混沌信号的压缩感知去噪

对非线性时间序列进行噪声抑制是从中提取有效信息的前提. 混沌信号的去噪算法不仅要使滤波后的信号具有较高的信噪比, 也要具有较好的不确定性. 从压缩感知的角度出发，提出了一种新的噪声抑制方法. 该方法包括估计噪声方差, 以及依据动态的稀疏度将观测值往确定的过完备字典上投影. 仿真实验表明, 该方法比常用的小波阈值法和局部曲线拟合法具有更高的输出信噪比, 而原始信号的混沌特性也能得到较大程度的恢复.

Chaotic signal denoising in a compressed sensing perspective

Nonlinear time series denoising is the premise for extracting useful information from an observable, for the applications in analyzing natural chaotic signals or achieving chaotic signal synchronizations. A good chaotic signal denoising algorithm processes not only a high signal-to-noise ratio (SNR), but also a good unpredictability of a signal. Starting from the compressed sensing perspective, in this work we provide a novel filtering algorithm for chaotic flows. The first step is to estimate the strength of the noise variance, which is not explicitly provided by any blind algorithm. Then the second step is to construct a deterministic projection matrix, whose columns are polynomials of different orders, which are sampled from the Maclaurin series. Since the noise variance is provided from the first step, then a sparsity level with regard to this signal can be fully constructed, and this sparsity value in conjunction with the orthogonal matching pursuit algorithm is used to recover the original signal. Our method can be regarded as an extension to the local curve fitting algorithm, where the extension lies in allowing the algorithm to choose a wider range of polynomial orders, not just those of low orders. In the analysis of our algorithm, the correlation coefficient of the proposed projection matrix is given, and the reason for shrinking the sparsity when the noise variance increases is also presented, which emphasizes that there is a larger probability of error column selection with larger noise variance.
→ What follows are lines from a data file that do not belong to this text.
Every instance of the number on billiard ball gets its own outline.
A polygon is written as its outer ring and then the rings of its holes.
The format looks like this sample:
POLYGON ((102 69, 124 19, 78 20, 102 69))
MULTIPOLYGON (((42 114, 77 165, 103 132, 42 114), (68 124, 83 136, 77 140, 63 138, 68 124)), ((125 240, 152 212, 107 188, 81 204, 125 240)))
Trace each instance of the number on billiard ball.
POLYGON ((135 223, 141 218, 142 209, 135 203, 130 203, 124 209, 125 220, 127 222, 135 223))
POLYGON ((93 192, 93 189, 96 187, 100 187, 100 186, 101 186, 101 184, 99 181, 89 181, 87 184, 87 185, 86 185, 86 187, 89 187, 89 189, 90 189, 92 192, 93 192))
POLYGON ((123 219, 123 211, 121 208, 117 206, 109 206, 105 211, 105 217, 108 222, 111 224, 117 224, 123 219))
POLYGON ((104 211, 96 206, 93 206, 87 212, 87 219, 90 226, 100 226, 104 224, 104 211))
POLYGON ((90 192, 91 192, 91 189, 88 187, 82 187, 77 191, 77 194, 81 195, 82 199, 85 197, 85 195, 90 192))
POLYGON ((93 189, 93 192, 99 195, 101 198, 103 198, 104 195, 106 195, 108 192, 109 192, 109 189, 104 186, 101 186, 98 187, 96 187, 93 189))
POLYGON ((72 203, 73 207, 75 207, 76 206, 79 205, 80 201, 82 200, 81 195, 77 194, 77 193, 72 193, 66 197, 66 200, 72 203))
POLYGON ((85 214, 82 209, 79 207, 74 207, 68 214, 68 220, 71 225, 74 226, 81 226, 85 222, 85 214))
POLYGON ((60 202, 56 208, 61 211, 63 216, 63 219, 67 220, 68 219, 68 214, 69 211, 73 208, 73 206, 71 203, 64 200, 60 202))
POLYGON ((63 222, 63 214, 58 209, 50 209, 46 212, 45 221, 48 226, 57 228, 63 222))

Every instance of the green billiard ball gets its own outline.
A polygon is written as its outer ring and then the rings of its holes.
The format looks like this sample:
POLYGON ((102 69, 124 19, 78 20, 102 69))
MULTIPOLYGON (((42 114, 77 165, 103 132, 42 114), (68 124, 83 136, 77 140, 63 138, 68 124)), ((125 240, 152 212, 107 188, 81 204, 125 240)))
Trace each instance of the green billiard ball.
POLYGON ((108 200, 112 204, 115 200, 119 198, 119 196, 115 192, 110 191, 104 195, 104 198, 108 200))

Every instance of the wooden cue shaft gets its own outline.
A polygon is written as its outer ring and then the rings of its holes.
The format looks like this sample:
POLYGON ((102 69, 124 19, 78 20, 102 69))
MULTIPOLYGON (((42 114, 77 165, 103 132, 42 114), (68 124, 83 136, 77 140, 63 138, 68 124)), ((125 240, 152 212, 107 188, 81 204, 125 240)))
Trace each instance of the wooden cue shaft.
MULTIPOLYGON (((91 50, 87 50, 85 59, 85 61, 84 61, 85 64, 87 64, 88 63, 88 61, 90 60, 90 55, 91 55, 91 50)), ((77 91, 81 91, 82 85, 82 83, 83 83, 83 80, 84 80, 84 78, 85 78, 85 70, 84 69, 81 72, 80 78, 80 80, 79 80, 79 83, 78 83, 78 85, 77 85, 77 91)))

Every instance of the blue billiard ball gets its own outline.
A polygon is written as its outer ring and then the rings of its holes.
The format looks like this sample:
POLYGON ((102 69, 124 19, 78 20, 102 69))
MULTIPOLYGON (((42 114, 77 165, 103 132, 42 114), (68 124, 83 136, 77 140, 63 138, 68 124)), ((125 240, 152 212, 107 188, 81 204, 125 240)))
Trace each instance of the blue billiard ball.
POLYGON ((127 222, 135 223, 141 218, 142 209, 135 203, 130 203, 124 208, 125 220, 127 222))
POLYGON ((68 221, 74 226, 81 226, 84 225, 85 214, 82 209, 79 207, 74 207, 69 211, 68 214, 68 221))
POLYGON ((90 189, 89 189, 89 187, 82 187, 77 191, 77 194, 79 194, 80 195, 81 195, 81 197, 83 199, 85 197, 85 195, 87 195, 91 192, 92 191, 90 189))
In the simulation, we compare the denoising performance of our algorithm with those of the wavelet shrinking algorithm and the local curve fitting algorithm. In terms of SNR improvement for the Lorenz signal, the proposed algorithm outperforms the local curve fitting method in an input SNR range from 0 dB to 20 dB. And this superiority also exists if the input SNR is larger than 9 dB when compared with the wavelet methods. A similar performance also exists concerning the Rössler chaotic system. The last simulation shows that the chaotic properties of the originals are largely recovered by using our algorithm, where the quantity for "chaotic degree" is described by using the proliferation exponent.